Apart from the absurd and possibly counterproductive strategy of arming teachers, small noises are being made about banning bump stocks — attachments that enable weapons to do more harm — and raising the age limit for freely purchasing weapons from 18 to 21, apart from stronger mental health checks.
In many parts of the US you are legally entitled to own a firearm three years before you can legitimately buy a beer. But one can only wonder how much difference any of these possible changes could make, given the average age of attackers is 34, bump stocks are rarely used, and the inadequate system of healthcare means that psychiatric symptoms that ought to provide cause for alert or alarm simply go unattended.
Besides, there are other countries with comparable levels of mental health issues where these do not translate into gun violence. Not only that, there are European nations where it’s relatively easy to obtain weapons yet mass shootings are almost unknown. In Switzerland and Finland, for instance, there are close to 50 weapons for every 100 citizens, yet even gun homicides, let alone massacres, are hardly routine.
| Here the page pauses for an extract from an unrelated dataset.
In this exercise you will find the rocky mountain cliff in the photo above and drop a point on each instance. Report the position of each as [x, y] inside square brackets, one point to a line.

There is clearly something different going on in the US, where gun violence claims thousands of lives each year. Mass shootings are a tiny proportion of this toll, much of which is accounted for by suicides, homicides and accidents — the last of these occasionally involving toddlers who are able to get their hands on weapons lying around the house.
Citing Everytown for Gun Safety, The Washington Post reports that Americans “are 25 times more likely to be murdered with a gun than people in other developed countries. The average daily toll is 96, with twice as many injured”. And, “Americans make up about 4.4 per cent of the global population but own 42pc of the world’s guns”. (That excludes the Pentagon’s arsenals intended for perpetrating mass violence in other lands.)
Can anyone seriously assume this is the state of affairs the founding fathers had in mind when they framed the Bill of Rights, whose coveted Second Amendment states: “A well-regulated militia being necessary to the security of a free state, the right of the people to keep and bear arms shall not be infringed.” The first clause of this 18th-century law is overlooked by those dedicated to its second half in the very different circumstances of the 21st century.
As a source of perennial confusion, it logically ought to be repealed, but calls for such a measure are few and far between. Even the school students bravely militating for legislative change restrict their demands to semi-automatic assault weapons, age limits and more stringent background checks. All of those would make a difference, but it is handguns that claim most lives.
Sadly, it’s all too likely that American exceptionalism will prevail. The NRA, rattled though it may be by a few corporations severing links they should not have had in the first place, will survive. And the next batch of victims will also be honoured with “thoughts and prayers”. And inaction.